Tuesday, December 04, 2007

Variety is the Spice (Not Cider) of Life

Seeing as how it's the holiday season and we've had our share of cold days lately, I've been indulging in one of my favorite warm holiday drinks quite a bit these days: Caramel Apple Cider from Starbucks. Except something's different now--they're not calling it that anymore. It's become "Caramel Apple Spice."

Huh? That's just silly to me. "Spice" doesn't sound like a drink; it sounds like something you put in a drink. But I think I know why they did it: They don't always use cider; sometimes it's just plain ol' apple juice from the grocery store (I've seen the bottle before). I can remember a time or two when the drink formerly known as CAC wasn't available because they ran out of apple juice (the term they used), and I suggested that they just send someone next door to the grocery store to get more, but that never worked.

So did they make this change in the name of honesty, or were they pressured into doing it? (And if you're wondering, I pretty much got a Starbucks employee to admit a few weeks ago that the reason for the change was indeed that true cider was not being used in the making of the drink.) Was it an outcry from customers who could taste the difference, or did the International Brotherhood of Apple Growers and Mashers demand that anything bearing the word "cider" in fact be made of cider?

(The whole corporate thing isn't just whimsy, you know. When I worked in a fast-food place in high school, we served Pepsi products, and we were required to correct customers who asked for a Coke. The alleged reason for this was that Coca-Cola would send in corporate spies to ask for a Coke, and if they weren't corrected--and the beverage was analyzed at the lab and found to be something other than Coca-Cola--lawsuits would begin.)

Still, it's a silly name for a drink, so I find myself kicking it old-school on the name.

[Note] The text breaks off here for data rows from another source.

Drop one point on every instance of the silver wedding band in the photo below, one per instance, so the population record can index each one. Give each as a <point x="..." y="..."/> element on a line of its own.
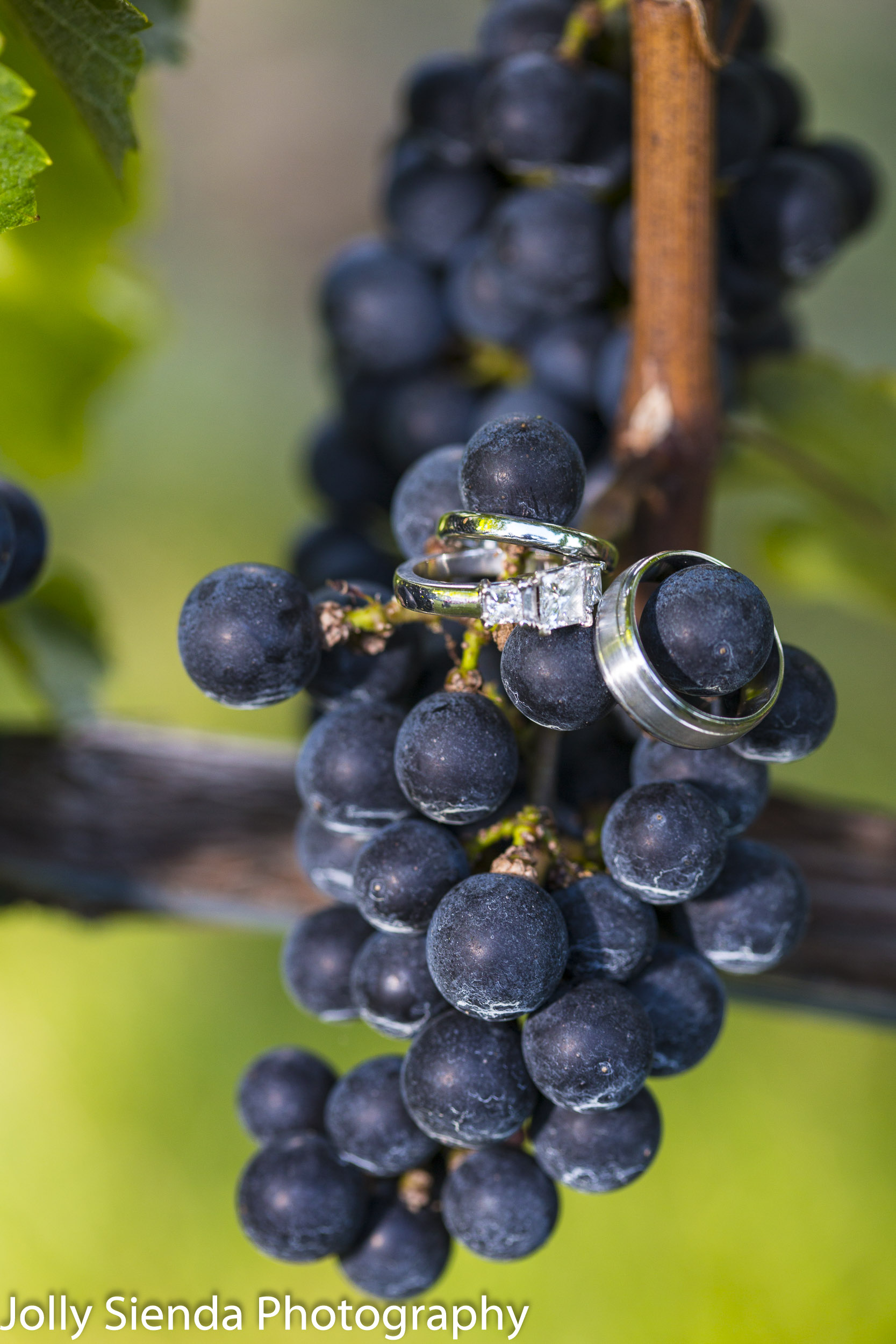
<point x="639" y="687"/>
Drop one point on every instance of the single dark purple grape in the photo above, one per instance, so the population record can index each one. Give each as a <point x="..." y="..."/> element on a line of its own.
<point x="707" y="631"/>
<point x="554" y="679"/>
<point x="786" y="95"/>
<point x="594" y="764"/>
<point x="606" y="146"/>
<point x="433" y="206"/>
<point x="532" y="401"/>
<point x="738" y="787"/>
<point x="283" y="1093"/>
<point x="496" y="947"/>
<point x="484" y="299"/>
<point x="440" y="95"/>
<point x="752" y="916"/>
<point x="612" y="932"/>
<point x="426" y="413"/>
<point x="685" y="1003"/>
<point x="429" y="488"/>
<point x="790" y="214"/>
<point x="553" y="242"/>
<point x="532" y="109"/>
<point x="664" y="842"/>
<point x="346" y="469"/>
<point x="563" y="354"/>
<point x="401" y="1253"/>
<point x="773" y="332"/>
<point x="339" y="552"/>
<point x="369" y="1124"/>
<point x="23" y="541"/>
<point x="346" y="671"/>
<point x="499" y="1203"/>
<point x="249" y="636"/>
<point x="597" y="1151"/>
<point x="404" y="873"/>
<point x="328" y="856"/>
<point x="757" y="31"/>
<point x="859" y="175"/>
<point x="456" y="757"/>
<point x="393" y="988"/>
<point x="746" y="117"/>
<point x="464" y="1081"/>
<point x="591" y="1047"/>
<point x="318" y="961"/>
<point x="800" y="719"/>
<point x="383" y="310"/>
<point x="524" y="468"/>
<point x="297" y="1202"/>
<point x="346" y="772"/>
<point x="515" y="26"/>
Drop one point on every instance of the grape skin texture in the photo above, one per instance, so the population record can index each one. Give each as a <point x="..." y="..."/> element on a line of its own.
<point x="500" y="1205"/>
<point x="800" y="719"/>
<point x="752" y="916"/>
<point x="318" y="961"/>
<point x="523" y="468"/>
<point x="297" y="1202"/>
<point x="496" y="947"/>
<point x="249" y="636"/>
<point x="346" y="772"/>
<point x="612" y="932"/>
<point x="401" y="1253"/>
<point x="591" y="1047"/>
<point x="284" y="1092"/>
<point x="707" y="631"/>
<point x="391" y="985"/>
<point x="665" y="842"/>
<point x="456" y="757"/>
<point x="685" y="1003"/>
<point x="404" y="873"/>
<point x="601" y="1149"/>
<point x="428" y="490"/>
<point x="26" y="537"/>
<point x="738" y="787"/>
<point x="369" y="1124"/>
<point x="464" y="1081"/>
<point x="554" y="679"/>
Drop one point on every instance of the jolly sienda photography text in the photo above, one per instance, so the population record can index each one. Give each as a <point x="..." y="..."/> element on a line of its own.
<point x="120" y="1313"/>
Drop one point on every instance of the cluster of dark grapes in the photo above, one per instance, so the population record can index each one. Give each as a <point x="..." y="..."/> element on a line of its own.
<point x="501" y="283"/>
<point x="542" y="967"/>
<point x="23" y="541"/>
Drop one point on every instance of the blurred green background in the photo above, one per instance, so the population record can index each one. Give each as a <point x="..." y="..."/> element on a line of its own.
<point x="770" y="1214"/>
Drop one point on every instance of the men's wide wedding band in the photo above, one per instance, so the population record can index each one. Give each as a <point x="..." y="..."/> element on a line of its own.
<point x="639" y="687"/>
<point x="531" y="534"/>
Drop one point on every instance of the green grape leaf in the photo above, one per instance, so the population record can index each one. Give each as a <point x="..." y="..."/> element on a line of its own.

Thankfully, no barista has been crude enough to correct me yet. (I did try it once, but it came out as a hybrid: "Caramel Apple Spider." Sounds like a twisted Halloween treat to me.)

What's your favorite dumb product name, especially one that changed because of some silly regulation? Those of a certain age may nominate any cereal that used to have "Sugar" in the title, but I'm sure there are more out there.

Roo on the loose: DId you hear about the escaped kangaroo in Lewisville over the weekend? Enjoy the video...


Anonymous said...

What's your favorite dumb product name, especially one that changed because of some silly regulation?

Hey Kev! First time back here in a while. Let me tell you what makes me roll my eyes.... Companies in December and January advertising contests to win "tickets to the big football game" or in March to win "tickets to the basketball tournament."

Anything to clumsily avoid using the words Super Bowl(TM) or Final Four(TM) or other common, yet trademarked, names of postseason championship games.

I blame the lawyers.

Kev said...

Welcome back, Gary! And yeah, I believe you're right about the lawyers; I'm pretty sure that only stations on the network that's airing "the big game" can use the big S-B or F-F. You'd think that a contest which actually produced tickets to said game would be able to fall under the licensing agreement in some way.